Кока — страница 44 из 148

– Нельзя без шприца? – взмолился Кока, с ужасом поглядывая на громадный железный агрегат.

– Нет, это главное! Снимай трусы, живо! На колени! Калэнно-лактэвой поза! – добавила торжественно по-русски.

Кока взгромоздился коленями на кушетку, всё ещё не понимая, чего от него хотят.

– Ноги раздвинь! Вы же так девочкам говорите: раздвинь ножки, дорогая? А сейчас ты раздвинешь! Ничего, не умрёшь. Десять раз придёшь – и здоров, – шутила врачиха, набирая в шприц булькающую кипящую грязь и обильно обмазывая увесистый наконечник вазелином.

Что-то раскалённое начало внедряться в него, и от умопомрачительной боли Кока застонал.

Врачиха удовлетворённо отозвалась:

– Ассе унда, швило! Ассеа каи![109] – и медленно впустила горячую до одури грязь, отчего сразу захотелось бежать в туалет.

Но врачиха, ловко вытащив шприц, ткнула пальцем на шум:

– Туда сначала, они знают!

От ужаса, стыда, боли, наготы мало соображая, Кока схватил брюки и рубашку. Грязь горяча, даже горюча!

Врачиха кивнула ему:

– На свою сумку положи, никто не возьмёт.

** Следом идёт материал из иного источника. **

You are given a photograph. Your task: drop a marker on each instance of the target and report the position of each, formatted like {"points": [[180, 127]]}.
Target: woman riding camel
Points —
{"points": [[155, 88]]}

Пройдя кое-как по скользкому полу, с разбухшим низом живота, он оказался в круглом помещении, тоже с куполом. Шесть морговских цинковых столов. На трёх из них лежали похожие на мумии люди, замотаны до шеи, словно коконы. Пол залит водой. Возле одного стола шуровали две здоровые девки в резиновых перчатках и передниках, заворачивали человека во что-то чёрное, а Коке бросили:

– Иди ложись, где свободно.

Прикрывая стыд, он ждал возле стола. Дрожал, несмотря на жару и пар, исходящий от коконов. Где-то внизу живота лежало что-то горячее, тяжёлое, и он подумал о бедных беременных женщинах, которым приходится со сходным ужасом жить месяцами.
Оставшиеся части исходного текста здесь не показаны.